British Sign Language (Scotland) Act 2015
- Scottish Parliament
- Long title: An Act of the Scottish Parliament to promote the use of British Sign Language including by making provision for the preparation and publication of national plans in relation to British Sign Language and by requiring certain authorities to prepare and publish their own British Sign Language plans in connection with the exercise of their functions; and to provide for the manner in which such plans are to be prepared and for their review and updating.
- Citation: 2015 asp 11
- Introduced by: Mark Griffin
- Territorial extent: Scotland

Dates
- Royal assent: 22 October 2015

Status: Current legislation

Text of statute as originally enacted

Text of the British Sign Language (Scotland) Act 2015 as in force today (including any amendments) within the United Kingdom, from legislation.gov.uk.

= British Sign Language (Scotland) Act 2015 =

The British Sign Language Act 2015 (asp 11) is an act of the Scottish Parliament, which legally recognises British Sign Language (BSL) as a language of Scotland.
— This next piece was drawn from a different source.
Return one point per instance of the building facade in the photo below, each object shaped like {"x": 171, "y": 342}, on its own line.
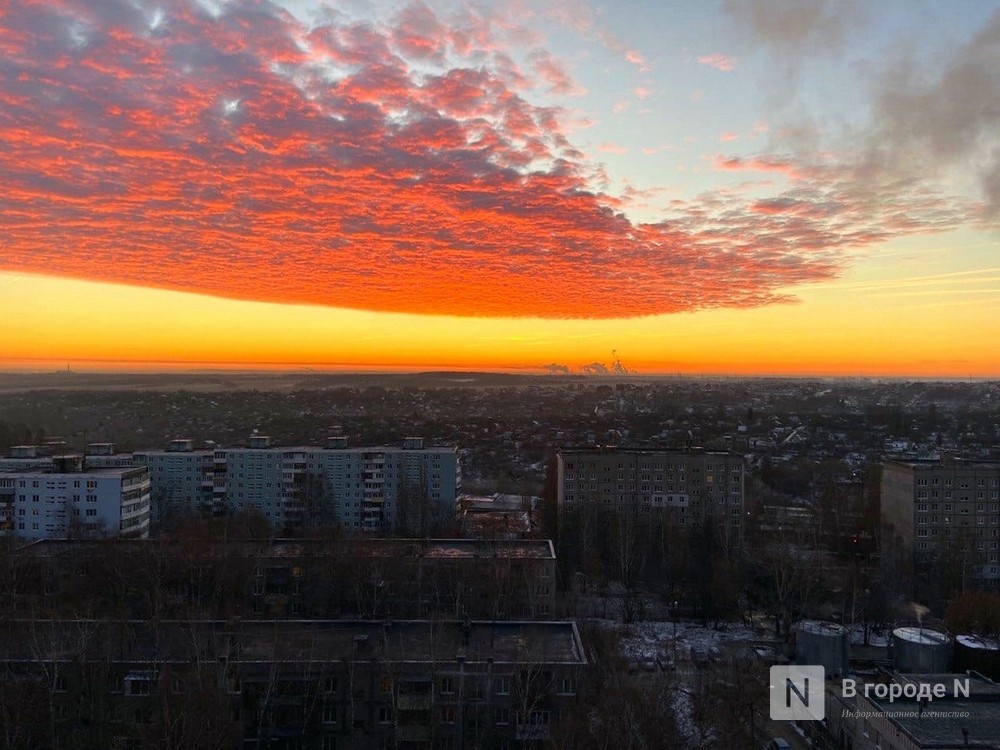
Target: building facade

It also requires the Scottish ministers to develop a "National Plan", the first of which was published on 24 October 2017.

== Passage ==
The British Sign Language (Scotland) Bill was introduced to the Scottish Parliament as a private members' bill on 29 October 2014 by Mark Griffin. The bill gained cross-party and Government support before passing its second and third reading in the Scottish Parliament without any difficulties. It received royal assent on 22 October 2015.

== Legal effect ==
The act legally recognises British Sign Language as a language of Scotland, a similar status to Scottish Gaelic. It requires the government and local councils to publish national plans on how the language is used in its public communications and issue guidance on promoting its usage.